Mein ältester Sohn, bald sechs Jahre alt, hat die vergangenen Tage die "großen Zahlen" für sich entdeckt. Genauer gesagt, er entdeckt das Regelsystem, nach dem Folgen von Zahlen ausgesprochen werden: 3-2-0, dreihundertzwanzig; 1-4-0, einhundertvierzig. Es ist beachtlich, wie hart ein kleines Menschenkind daran üben muss -- einem Computer wäre das in Kürze beigebracht. Ein kurzes Programm würde für immer und ewig "große Zahlen" richtig in Wortfolgen übersetzen. Meinem Sohn müssen wir die Regeln wieder und wieder erklären. Es bewahrt ihn nicht vor Fehlern. Ein mühsamer Prozess, der spielerisch umgesetzt zwar Spaß macht, aber eines schön verdeutlicht: unsere Hirne sind nicht gerade für solche Regeln gemacht.

Auf der anderen Seite habe ich noch keinem meiner Kinder erklären müssen, wie die Regeln fürs Sehen funktionieren. Noch besser, ich kenne sie selber nicht. Innerhalb kürzester Zeit weisen Kinder Fähigkeiten in der Verarbeitung von Bildern auf, die wir bislang weder mit Hochleistungsrechnern noch ausgefuchsten Algorithmen nachbilden können. Die Mühelosigkeit, mit der wir uns in der Welt bewegen und mit unseren Sinnen orientieren können, ist purer Hohn für all die kläglichen Versuche, Computern menschliche Fähigkeiten angedeihen zu lassen. Geht es aber bereits um einfache Regelsysteme, stechen uns die Computer wiederum gnadenlos aus. Auf ihre Weise verstehen es Computer, uns beim Schach den Rang abzulaufen -- da findet ein spannendes Kräftemessen zwischen der Arbeitsweise von Neuronen und der von Computern statt.

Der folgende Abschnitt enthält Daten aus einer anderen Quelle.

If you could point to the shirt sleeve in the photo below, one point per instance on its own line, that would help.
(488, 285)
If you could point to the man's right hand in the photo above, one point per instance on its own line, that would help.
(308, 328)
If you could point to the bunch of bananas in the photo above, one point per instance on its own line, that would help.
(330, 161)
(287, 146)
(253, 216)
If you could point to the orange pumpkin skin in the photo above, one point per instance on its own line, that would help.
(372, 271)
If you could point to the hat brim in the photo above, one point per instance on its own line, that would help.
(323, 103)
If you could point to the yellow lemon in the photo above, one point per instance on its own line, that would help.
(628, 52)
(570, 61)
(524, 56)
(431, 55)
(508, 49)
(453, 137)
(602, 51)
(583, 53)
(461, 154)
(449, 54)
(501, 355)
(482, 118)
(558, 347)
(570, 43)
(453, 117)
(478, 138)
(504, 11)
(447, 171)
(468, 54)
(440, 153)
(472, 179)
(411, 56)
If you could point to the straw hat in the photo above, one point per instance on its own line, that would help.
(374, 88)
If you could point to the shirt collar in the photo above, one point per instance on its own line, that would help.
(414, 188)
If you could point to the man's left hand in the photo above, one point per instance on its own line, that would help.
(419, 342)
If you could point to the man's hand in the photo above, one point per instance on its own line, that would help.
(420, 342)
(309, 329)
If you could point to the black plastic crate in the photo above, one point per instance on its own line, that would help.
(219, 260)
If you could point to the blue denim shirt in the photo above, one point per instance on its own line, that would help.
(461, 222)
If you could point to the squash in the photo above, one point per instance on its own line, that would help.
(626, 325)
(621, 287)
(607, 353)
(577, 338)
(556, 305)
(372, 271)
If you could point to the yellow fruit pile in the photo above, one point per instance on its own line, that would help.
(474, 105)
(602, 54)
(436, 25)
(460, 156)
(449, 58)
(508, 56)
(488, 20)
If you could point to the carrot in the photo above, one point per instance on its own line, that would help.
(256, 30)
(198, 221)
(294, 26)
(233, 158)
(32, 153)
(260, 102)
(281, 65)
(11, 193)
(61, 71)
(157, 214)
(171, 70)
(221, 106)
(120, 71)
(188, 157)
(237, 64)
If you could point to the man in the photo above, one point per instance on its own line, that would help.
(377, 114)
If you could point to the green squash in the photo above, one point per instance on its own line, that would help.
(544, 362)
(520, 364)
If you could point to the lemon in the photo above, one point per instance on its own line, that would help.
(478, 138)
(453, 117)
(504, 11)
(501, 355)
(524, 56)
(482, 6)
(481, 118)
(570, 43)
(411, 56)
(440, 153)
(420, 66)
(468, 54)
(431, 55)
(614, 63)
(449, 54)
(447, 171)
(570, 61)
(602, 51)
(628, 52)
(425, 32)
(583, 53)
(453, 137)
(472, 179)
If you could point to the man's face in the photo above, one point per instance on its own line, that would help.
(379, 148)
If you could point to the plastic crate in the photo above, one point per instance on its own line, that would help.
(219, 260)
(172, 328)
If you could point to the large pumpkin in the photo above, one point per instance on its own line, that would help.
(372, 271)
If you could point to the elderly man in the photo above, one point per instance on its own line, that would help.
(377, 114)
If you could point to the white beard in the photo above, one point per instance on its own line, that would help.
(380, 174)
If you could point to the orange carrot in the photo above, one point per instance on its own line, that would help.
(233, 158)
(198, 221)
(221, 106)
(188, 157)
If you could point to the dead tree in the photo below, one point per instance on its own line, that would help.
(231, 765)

Interessanterweise gibt es aber immer wieder Menschen, die ebenfalls mit solchen Regelsystem ausgezeichnet umzugehen wissen: Mathematiker oder Physiker zum Beispiel. Aber auch Musiker. Zum Teil sind es extreme Einzelbegabungen. Faszinierend daran ist, das neuronale Netze auch so etwas beherrschen können. Was ist es nur, was neuronale Netze zu solchen "formalen Leistungen" befähigt? Ich weiß es nicht.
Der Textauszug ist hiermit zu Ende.